When Kenneth J. Bloom, MD, began his career in pathology more than 25 years ago, the field of genomic and molecular diagnostics in cancer therapeutics was virtually nonexistent. Today, the sector is exploding and Bloom is at the forefront of efforts to develop new oncologic tools and bring them to clinical practice.

Bloom is the chief medical officer of Clarient, Inc, a once-fledgling company that GE Healthcare acquired in December 2010 for $425 million.

Clarient provides more than 350 diagnostic tests to assess and characterize tumors, including tests for BRAF, KRAS, and EGFR gene mutations, as well as the recently launched Clarient InsightDx Mammostrat test for breast cancer recurrence. The company also offers PATHSITE, an Internet-based service where physicians can view and manage digital images, patient case histories, and test results.

In December, Clarient announced a partnership with ACORN Research, LLC, a network of community oncology practices and hospitals, through which tumor-specific biomarker data for each new patient will be collected and analyzed under standardized protocols. The data will be used to personalize treatment for individual patients, as well as to build a databank of information about particular tumor types that can be used in clinical trials and other research.

Such developments are likely to mean a big jump forward not only for the Aliso Viejo, California-based company, but also for patients, according to Bloom.

“This is the perfect storm,” Bloom said in an interview. “All of the things that are necessary are coming together as one. We can really start bringing the highest level of care to every patient anywhere within the United States, and then eventually anywhere in the world. It is incredibly exciting.”

“It’s something that five years ago nobody could have contemplated,” he added. “If you were sick in rural Georgia, you would have to go to Atlanta. But those days are changing. You’re going to be able to get access to the same level of care no matter where you are.”

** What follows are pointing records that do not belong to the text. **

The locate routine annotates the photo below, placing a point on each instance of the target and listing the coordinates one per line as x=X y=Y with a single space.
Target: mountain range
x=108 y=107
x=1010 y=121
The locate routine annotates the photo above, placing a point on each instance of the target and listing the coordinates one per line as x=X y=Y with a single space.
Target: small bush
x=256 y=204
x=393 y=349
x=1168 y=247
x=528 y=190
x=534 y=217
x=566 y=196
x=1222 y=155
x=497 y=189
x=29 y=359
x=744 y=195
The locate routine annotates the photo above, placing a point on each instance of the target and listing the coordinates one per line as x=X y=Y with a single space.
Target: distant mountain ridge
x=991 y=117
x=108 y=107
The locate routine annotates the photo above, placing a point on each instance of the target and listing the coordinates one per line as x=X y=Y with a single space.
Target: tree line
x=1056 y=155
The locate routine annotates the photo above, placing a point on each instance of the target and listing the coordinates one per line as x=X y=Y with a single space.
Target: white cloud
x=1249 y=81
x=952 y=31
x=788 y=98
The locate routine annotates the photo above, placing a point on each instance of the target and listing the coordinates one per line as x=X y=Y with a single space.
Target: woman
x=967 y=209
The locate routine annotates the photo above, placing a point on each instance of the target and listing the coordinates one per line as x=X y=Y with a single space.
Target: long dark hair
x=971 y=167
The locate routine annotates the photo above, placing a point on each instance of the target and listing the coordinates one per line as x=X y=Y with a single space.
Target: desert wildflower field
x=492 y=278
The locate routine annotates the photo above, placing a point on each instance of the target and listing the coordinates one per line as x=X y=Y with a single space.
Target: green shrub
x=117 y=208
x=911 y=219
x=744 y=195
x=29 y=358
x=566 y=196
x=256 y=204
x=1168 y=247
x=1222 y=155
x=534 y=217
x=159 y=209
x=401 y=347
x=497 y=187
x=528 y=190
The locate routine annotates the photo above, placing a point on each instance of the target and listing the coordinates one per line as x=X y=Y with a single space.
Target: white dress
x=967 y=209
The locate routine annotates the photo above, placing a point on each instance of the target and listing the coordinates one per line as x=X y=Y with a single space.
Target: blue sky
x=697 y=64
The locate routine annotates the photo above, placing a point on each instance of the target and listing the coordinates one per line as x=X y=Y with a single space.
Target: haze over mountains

Bloom said GE ownership will boost Clarient’s ability to expand internationally, while the ACORN partnership will enable the company to compare outcomes with clinical trial results and conduct drug discovery research.

“To me, when we talk about personalized healthcare, it means giving healthcare locally,” he added. “It means you don’t pick up and travel 200 miles to some other institution where your family and friends can’t visit you and you undergo therapy in isolation. If that care could be given locally with your family and friends around you, that would be hugely advantageous. I think that’s what we’ve really been striving for all along, and it’s achievable.”

To me, when we talk about personalized healthcare, it means giving healthcare locally. It means you don’t pick up and travel 200 miles to some other institution where your family and friends can’t visit you and you undergo therapy in isolation. ”
–Kenneth J. Bloom, MD

Growing With Community Oncologists in Mind

The trends now shaping the cancer diagnostics field in some ways mirror the trajectories of both Bloom’s career and Clarient’s corporate evolution.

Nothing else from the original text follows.